Evaluation is an important process that contributes significantly to the general
understanding educational behavioral change processes. It is focuses on improving a certain
program. It is also of benefit to other people who could be conducting similar kinds of programs
and would want to conduct an evaluation as well (Oermann., 2013). Diabetic patients require
close monitoring and management from the care givers. The health services offered to them
should be of quality. It is for this reason that evaluation of the education offered to them is
important (Thayer et al., 2016).
For the education of patients with type II diabetes, a process evaluation will be conducted
to determine the effectiveness of the program. A quasi-experimental design method will be used
to conduct the evaluation. During the process, evidence Based Practice (EBP) will be used in
conducting the process evaluation whereby the researcher will go through research that has
previously been conducted by other scholars on evaluation of patient education on type II
diabetes. The nurse will then examine the acquired findings and compare them to those obtained
from conducting a process evaluation on patients in his/her clinical setting.
What will be Measured
The researcher will conduct an in-depth study on several peer-reviewed sources on
assessment of education to patients with type II diabetes. Evidence will be sought on patient
factors that are thought to change with such a program. These factors include; patient knowledge
on diabetes, self-care skills, diabetes self-efficacy, well-being, depression, and most importantly
the patient intention for future behavior. According to Duru, the most important indicator of
behavior change after patient education is the intention of the patients to make changes after they
have left the program (Duru, 2013).
Additionally, the research will also involve gathering evidence on patient perceptions in
other clinical settings on the program. This is significant because it determines the effectiveness
of the program. The satisfaction of patients in the program will also be assessed since it is an
important indicator of behavior change process (Lewis et al., 2016). Patient views on what areas
of the curriculum they felt were well handled and which areas did not receive enough attention or
received excess attention will also be examined. Moreover, program trends such as parts of the
program that patients do not need and which ones they need more will be evaluated as well. This
will be important to the researcher since it will help him/her to modify the program based on
previous successes or failures of a similar program in other institutions.

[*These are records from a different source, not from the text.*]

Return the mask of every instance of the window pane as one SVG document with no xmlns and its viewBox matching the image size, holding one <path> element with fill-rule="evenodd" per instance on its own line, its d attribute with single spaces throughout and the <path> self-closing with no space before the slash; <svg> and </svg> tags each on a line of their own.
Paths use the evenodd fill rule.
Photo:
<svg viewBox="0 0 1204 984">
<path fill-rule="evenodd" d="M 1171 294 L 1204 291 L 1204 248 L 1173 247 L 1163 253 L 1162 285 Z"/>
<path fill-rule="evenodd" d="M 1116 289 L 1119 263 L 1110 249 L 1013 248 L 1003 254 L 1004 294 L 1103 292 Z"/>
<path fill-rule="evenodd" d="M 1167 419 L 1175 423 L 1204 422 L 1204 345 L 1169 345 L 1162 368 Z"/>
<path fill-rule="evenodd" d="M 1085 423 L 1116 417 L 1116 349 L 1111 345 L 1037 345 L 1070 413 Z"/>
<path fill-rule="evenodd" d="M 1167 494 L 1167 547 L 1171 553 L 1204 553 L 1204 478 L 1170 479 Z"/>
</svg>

According to Lewis et al, one of the key successes of evaluation is the ability to analyze
data to obtain meaningful results and apply these results to enhance the functioning of the
program (Lewis et al., 2014). Statistical analysis will be conducted for appropriate interpretation
of the data to instill confidence in the conclusions that will be made from the collected data. For
instance, each outcome from the study will be evaluated and compared to similar aspects of
patients that will have enrolled in the patient education program.
From this study, the nurse will then identify the strengths, weaknesses, and flaws of the
education program that the patients have been receiving in his/her clinical setting and contrast
them with the gathered evidence. It is at this point that the examiner will go back to the drawing
boarding and come up with appropriate adjustments on the education program based on the
evidence he/she will have acquired from the scholarly sources he/she will have gone through.

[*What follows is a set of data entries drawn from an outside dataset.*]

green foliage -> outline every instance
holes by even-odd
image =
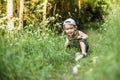
[[[119,5],[112,5],[100,33],[86,30],[90,50],[79,62],[74,61],[76,51],[64,48],[64,35],[52,35],[48,30],[45,35],[41,32],[43,23],[38,29],[29,25],[30,30],[27,27],[21,37],[0,35],[0,80],[119,80],[119,12]],[[0,28],[4,20],[0,19]],[[54,20],[50,17],[46,23]],[[76,64],[80,64],[80,68],[74,75],[72,68]]]

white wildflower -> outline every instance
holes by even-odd
[[[81,55],[79,52],[76,53],[75,56],[76,56],[76,57],[75,57],[75,61],[78,61],[78,60],[80,60],[81,58],[83,58],[83,55]]]
[[[97,56],[95,56],[95,57],[92,58],[93,64],[96,64],[97,58],[98,58]]]

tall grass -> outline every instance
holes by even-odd
[[[120,10],[112,10],[104,31],[87,31],[89,55],[77,63],[75,51],[64,48],[65,36],[0,36],[0,80],[119,80]],[[74,75],[76,64],[80,68]]]

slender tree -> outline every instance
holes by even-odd
[[[23,24],[23,9],[24,9],[24,0],[19,0],[19,25],[18,30],[21,30]]]
[[[45,20],[46,20],[47,2],[48,2],[48,0],[44,0],[44,6],[43,6],[43,22],[45,22]]]
[[[7,0],[7,27],[8,30],[11,32],[14,29],[14,20],[13,20],[13,0]]]

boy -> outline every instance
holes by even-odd
[[[86,39],[88,35],[77,30],[76,22],[72,18],[68,18],[63,23],[64,30],[67,34],[65,47],[79,48],[82,54],[77,53],[75,60],[78,61],[87,55],[88,43]]]

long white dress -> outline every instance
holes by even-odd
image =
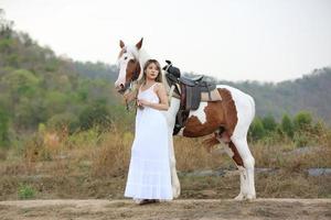
[[[159,103],[154,85],[139,90],[138,98]],[[162,112],[149,107],[138,108],[125,197],[172,199],[168,142],[168,125]]]

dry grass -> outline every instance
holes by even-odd
[[[211,154],[204,139],[174,138],[177,168],[234,168],[225,154]],[[20,184],[36,190],[36,198],[122,198],[134,133],[113,129],[109,133],[86,131],[47,145],[40,136],[25,143],[23,151],[1,150],[0,199],[17,199]],[[256,167],[277,173],[256,175],[259,197],[331,197],[330,176],[309,177],[309,167],[331,167],[331,134],[324,132],[316,145],[298,148],[291,141],[249,144]],[[221,146],[222,147],[222,146]],[[180,176],[182,198],[233,198],[238,176]]]

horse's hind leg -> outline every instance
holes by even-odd
[[[233,147],[236,148],[242,158],[241,170],[241,194],[236,199],[255,199],[254,165],[255,160],[248,148],[246,138],[232,138]]]

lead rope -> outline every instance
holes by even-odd
[[[170,91],[169,91],[169,96],[168,96],[168,103],[169,103],[169,107],[170,107],[170,103],[171,103],[171,97],[172,97],[172,94],[173,94],[173,90],[174,90],[174,85],[171,85],[170,87]]]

The evaluation plan will start with a thorough research on patient education on type II
diabetes from the available scholarly sources. The researcher will note down how the program
has been working in other institutions. The goals, challenges, interventions, and successes of
patient education will be determined. Then he/she will use the quasi-experimental design method
to compare the program in other clinical settings to what they have been offering to determine
whether they are on the right track. If not, the researcher will identify where they could be going
wrong and do necessary changes.
Quasi-experimental design method
This research method was preferred because the study involves determining the
perceptions of the patients on the program they have been attending. It is an important method of
study since it aids the examiner to conduct research without interfering with the behavior of the
participants. Examiner gathers evidence from several sources regarding the views of the patients
on whether the program is useful or not. The use of this method also offers unique insights that
can be used to promote patient outcomes.
Duru, O. K. (2013). Evaluation of the diabetes health plan to improve diabetes care and
prevention. Preventing chronic disease, 10.
Oermann, M. H., & Gaberson, K. B. (2013). Evaluation and testing in nursing education.
Springer Publishing Company.
Thayer, S., Chow, W., Korrer, S., & Aguilar, R. (2016). Real-world Evaluation of Glycemic
Control Among Patients with Type 2 Diabetes Mellitus Treated with Canagliflozin versus
Dipeptidyl Peptidase-4 Inhibitors. Current medical research and opinion, (just-accepted),
Lewis, M. A., Bann, C. M., Karns, S. A., Hobbs, C. L., Holt, S., Brenner, J., … & Burton, J. A.
(2014). Cross-site evaluation of the alliance to reduce disparities in diabetes clinical and
patient-reported outcomes. Health promotion practice, 15(2 suppl), 92S-102S.